I reworked on this patch and now it does not add a new line to the end of the string, therefore, all tests are passing, including the regression ones (which was failing before). In this new revision it fixes #682 again, which involves --display=inline and was not working anymore when I initially merged the changes from master into my branch.

I also tested another case that I found out and it fixes #656.

The new approach is more hacky: in one case it just removes the additional line range when the line is empty, and in another case it just checks if the index is within range before trying to access the index. However, unlike the previous solution, this one does not fail the regression tests.

JonathanxD commented 5 months ago

I ran a small script to compare the output of db281c682cb1e19f68392bf2bbffb27e48cba1be with my branch to find the cause of regression, it's all the trailing newlines that were not being printed before.

Wilfred commented 5 months ago

Thanks for the pull request, and the clear explanation! This sounds like a regression from 8c004be87b5553809d1d865fc76adb754c2c3b55.

JonathanxD commented 5 months ago

Thanks for the pull request, and the clear explanation!

You're welcome.

This sounds like a regression from 8c004be.

I'm not sure if this is the cause of the regression because unless I'm missing something, the changes in this commit are just inlining the content of split_on_newlines on the call-site, which was already using lines(). I thought it could be different but after trying on playground, both versions yielded the same results.

@Wilfred Do you have any plans to merge my changes in the near future? If so, I can update the regression file so the pipeline succeeds. If you don't want to merge, I can use the examples provided in the reported issues to bisect which commit caused the regression and bring it to the discussion.

fschoenm commented 4 months ago

What's the status of this PR? I'm running into this issue too.

JonathanxD commented 4 months ago

What's the status of this PR? I'm running into this issue too.

Idk, everything is fine from my side. It depends on how @Wilfred wants to go from there.

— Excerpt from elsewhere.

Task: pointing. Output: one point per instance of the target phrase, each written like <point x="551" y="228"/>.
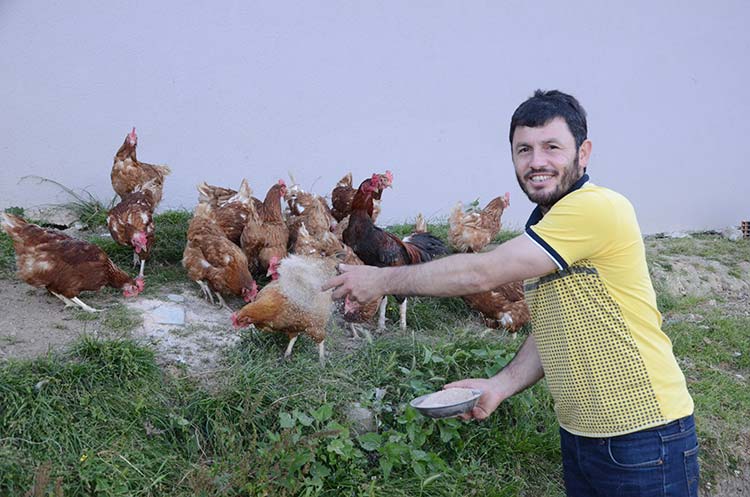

I've been personally just building difftastic with my patches on top since without them difft would crash 90% of the time for my use-case.

JonathanxD commented 2 months ago

I noticed that #731 does the same thing as I did (but slightly differently), which is to ignore the last empty line, and it will fix most of the out-of-bounds panics except for the yaml one, which is caused by the same problem, but in a different location (mine "fixes" this one by skipping out of bounds indexes).